Zhang Jing, Liu Bing, Jiang Xingpeng, Zhao Huizhi, Fan Ming, Fan Zhenjie, Lee J Jack, Jiang Tao, Jiang Tianzi, Song Sonya Wei
LIAMA Center for Computational Medicine, National Laboratory of Pattern Recognition, Institute of Automation, Chinese Academy of Sciences, Beijing, the People's Republic of China.
PLoS One. 2009 Jul 17;4(7):e6274. doi: 10.1371/journal.pone.0006274.

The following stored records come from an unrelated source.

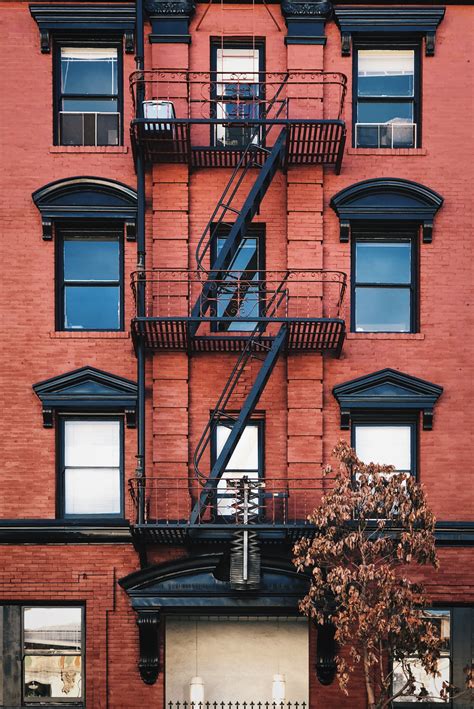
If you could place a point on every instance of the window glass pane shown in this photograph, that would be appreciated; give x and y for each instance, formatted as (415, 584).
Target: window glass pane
(91, 491)
(91, 259)
(82, 310)
(233, 61)
(387, 262)
(95, 105)
(433, 685)
(387, 112)
(240, 299)
(383, 72)
(52, 629)
(386, 445)
(90, 70)
(245, 455)
(382, 309)
(92, 443)
(53, 676)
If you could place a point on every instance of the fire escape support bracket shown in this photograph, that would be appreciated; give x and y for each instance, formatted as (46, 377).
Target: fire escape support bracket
(245, 413)
(148, 623)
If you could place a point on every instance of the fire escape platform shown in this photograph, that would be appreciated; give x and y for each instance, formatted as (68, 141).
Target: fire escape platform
(309, 142)
(324, 335)
(181, 532)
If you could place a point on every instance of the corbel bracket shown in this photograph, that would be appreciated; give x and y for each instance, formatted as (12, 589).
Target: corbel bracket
(344, 232)
(345, 420)
(45, 41)
(47, 229)
(346, 44)
(427, 232)
(148, 623)
(131, 231)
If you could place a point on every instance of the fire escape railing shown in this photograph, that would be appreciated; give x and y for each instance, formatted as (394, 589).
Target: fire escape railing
(262, 304)
(275, 501)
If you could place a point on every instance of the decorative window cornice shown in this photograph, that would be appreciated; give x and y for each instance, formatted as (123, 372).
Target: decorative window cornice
(170, 21)
(386, 199)
(86, 198)
(87, 390)
(366, 21)
(85, 18)
(387, 390)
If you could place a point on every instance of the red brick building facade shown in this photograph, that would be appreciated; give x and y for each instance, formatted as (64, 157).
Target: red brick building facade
(329, 292)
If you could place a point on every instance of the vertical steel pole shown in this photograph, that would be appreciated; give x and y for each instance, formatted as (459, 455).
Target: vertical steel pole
(141, 261)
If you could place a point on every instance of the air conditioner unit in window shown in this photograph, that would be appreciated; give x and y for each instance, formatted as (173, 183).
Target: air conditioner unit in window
(158, 111)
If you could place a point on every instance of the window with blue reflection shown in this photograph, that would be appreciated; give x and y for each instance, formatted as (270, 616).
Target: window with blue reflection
(383, 293)
(238, 294)
(385, 111)
(90, 295)
(237, 91)
(89, 111)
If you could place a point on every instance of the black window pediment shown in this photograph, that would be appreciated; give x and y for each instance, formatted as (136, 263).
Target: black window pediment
(387, 389)
(87, 389)
(81, 18)
(86, 198)
(400, 22)
(386, 199)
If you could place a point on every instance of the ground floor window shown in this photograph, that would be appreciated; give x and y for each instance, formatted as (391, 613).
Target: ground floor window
(233, 659)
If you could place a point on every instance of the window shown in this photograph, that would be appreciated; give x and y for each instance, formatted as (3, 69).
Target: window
(237, 90)
(384, 292)
(88, 95)
(91, 477)
(239, 296)
(246, 460)
(386, 103)
(90, 276)
(441, 620)
(386, 444)
(52, 654)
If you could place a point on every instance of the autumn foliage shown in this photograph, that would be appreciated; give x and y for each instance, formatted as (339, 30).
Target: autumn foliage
(372, 525)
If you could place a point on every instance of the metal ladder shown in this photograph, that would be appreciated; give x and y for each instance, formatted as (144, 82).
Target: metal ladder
(241, 218)
(254, 349)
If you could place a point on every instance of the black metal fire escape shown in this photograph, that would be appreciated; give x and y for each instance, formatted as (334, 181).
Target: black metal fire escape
(244, 548)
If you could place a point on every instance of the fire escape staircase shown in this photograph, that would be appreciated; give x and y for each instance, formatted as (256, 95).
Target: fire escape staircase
(245, 555)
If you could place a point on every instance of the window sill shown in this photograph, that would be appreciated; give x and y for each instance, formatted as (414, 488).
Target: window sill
(391, 152)
(120, 149)
(385, 336)
(89, 335)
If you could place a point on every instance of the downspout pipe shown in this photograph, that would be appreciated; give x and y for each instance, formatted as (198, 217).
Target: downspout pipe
(141, 265)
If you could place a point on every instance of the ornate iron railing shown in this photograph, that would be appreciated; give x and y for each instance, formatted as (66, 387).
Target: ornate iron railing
(235, 705)
(245, 96)
(237, 498)
(241, 295)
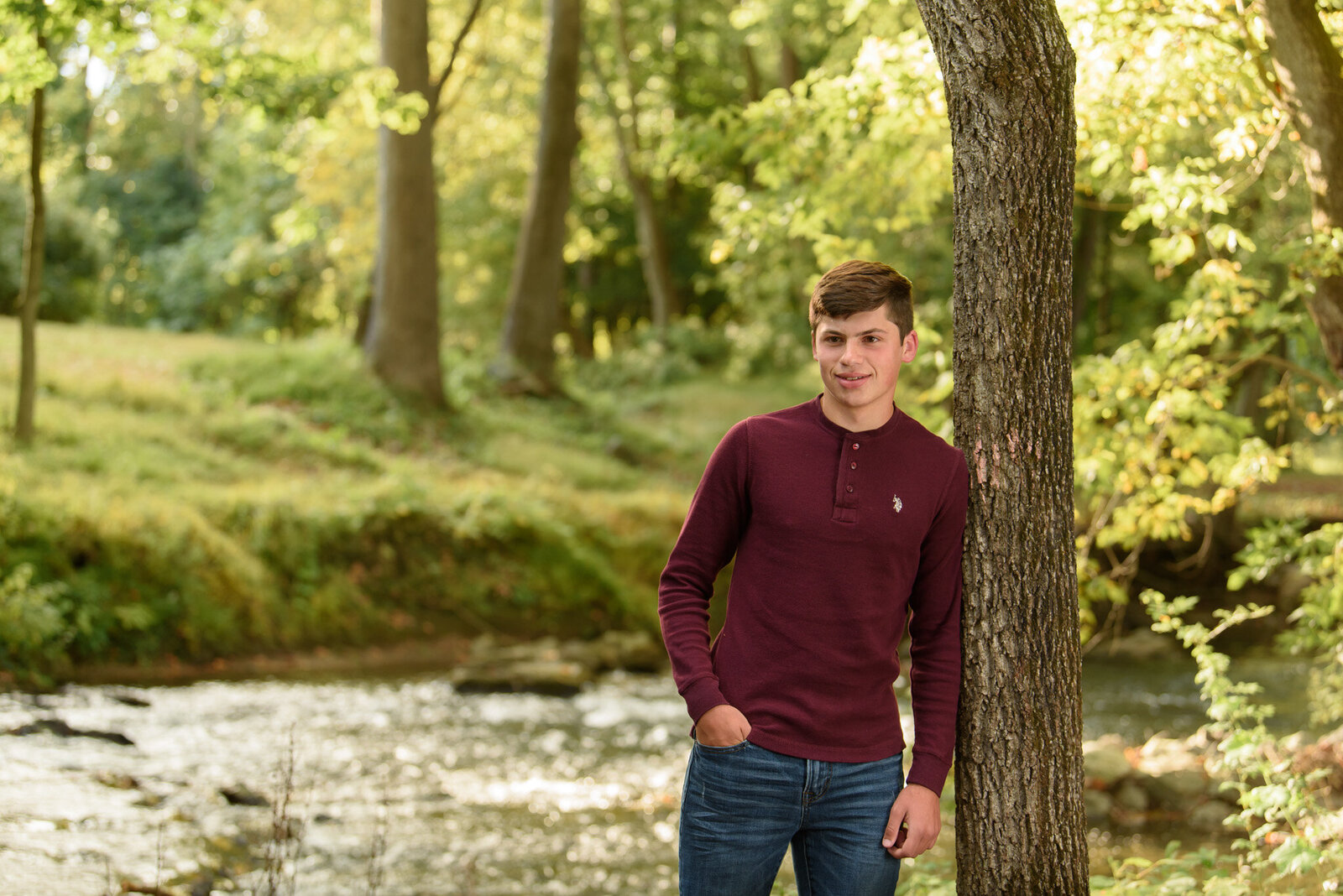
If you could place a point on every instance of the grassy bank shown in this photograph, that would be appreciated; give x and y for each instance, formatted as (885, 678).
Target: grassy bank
(194, 497)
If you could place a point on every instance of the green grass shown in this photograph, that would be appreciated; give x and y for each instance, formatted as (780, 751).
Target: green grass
(198, 497)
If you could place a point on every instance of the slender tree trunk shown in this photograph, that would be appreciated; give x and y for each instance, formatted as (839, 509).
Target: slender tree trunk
(1311, 71)
(403, 331)
(1009, 76)
(34, 250)
(534, 304)
(1091, 230)
(651, 233)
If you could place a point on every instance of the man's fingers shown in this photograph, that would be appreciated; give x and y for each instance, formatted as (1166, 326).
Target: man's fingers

Accurate prediction of survival of cancer patients is still a key open problem in clinical research. Recently, many large-scale gene expression clusterings have identified sets of genes reportedly predictive of prognosis; however, those gene sets shared few genes in common and were poorly validated using independent data. We have developed a systems biology-based approach by using either combined gene sets and the protein interaction network (Method A) or the protein network alone (Method B) to identify common prognostic genes based on microarray gene expression data of glioblastoma multiforme and compared with differential gene expression clustering (Method C). Validations of prediction performance show that the 23-prognostic gene classifier identified by Method A outperforms other gene classifiers identified by Methods B and C or previously reported for gliomas on 17 of 20 independent sample cohorts across five tumor types. We also find that among the 23 genes are 21 related to cellular proliferation and two related to response to stress/immune response. We further find that the increased expression of the 21 genes and the decreased expression of the other two genes are associated with poorer survival, which is supportive with the notion that cellular proliferation and immune response contribute to a significant portion of predictive power of prognostic classifiers. Our results demonstrate that the systems biology-based approach enables to identify common survival-associated genes.
准确预测癌症患者的生存率仍是临床研究中一个关键的开放性问题。最近,许多大规模基因表达聚类研究已鉴定出据报道可预测预后的基因集;然而,这些基因集之间几乎没有共同的基因,并且使用独立数据进行的验证效果不佳。我们开发了一种基于系统生物学的方法,通过使用组合基因集和蛋白质相互作用网络(方法A)或仅使用蛋白质网络(方法B),基于多形性胶质母细胞瘤的微阵列基因表达数据来识别常见的预后基因,并与差异基因表达聚类(方法C)进行比较。预测性能的验证表明,通过方法A鉴定出的23个预后基因分类器在五种肿瘤类型的20个独立样本队列中的17个队列中,优于通过方法B和C鉴定出的其他基因分类器或先前报道的胶质瘤基因分类器。我们还发现,在这23个基因中,有21个与细胞增殖相关,2个与应激反应/免疫反应相关。我们进一步发现,这21个基因的表达增加和另外两个基因的表达降低与较差的生存率相关,这支持了细胞增殖和免疫反应在预后分类器的预测能力中占很大比例的观点。我们的结果表明,基于系统生物学的方法能够识别常见的生存相关基因。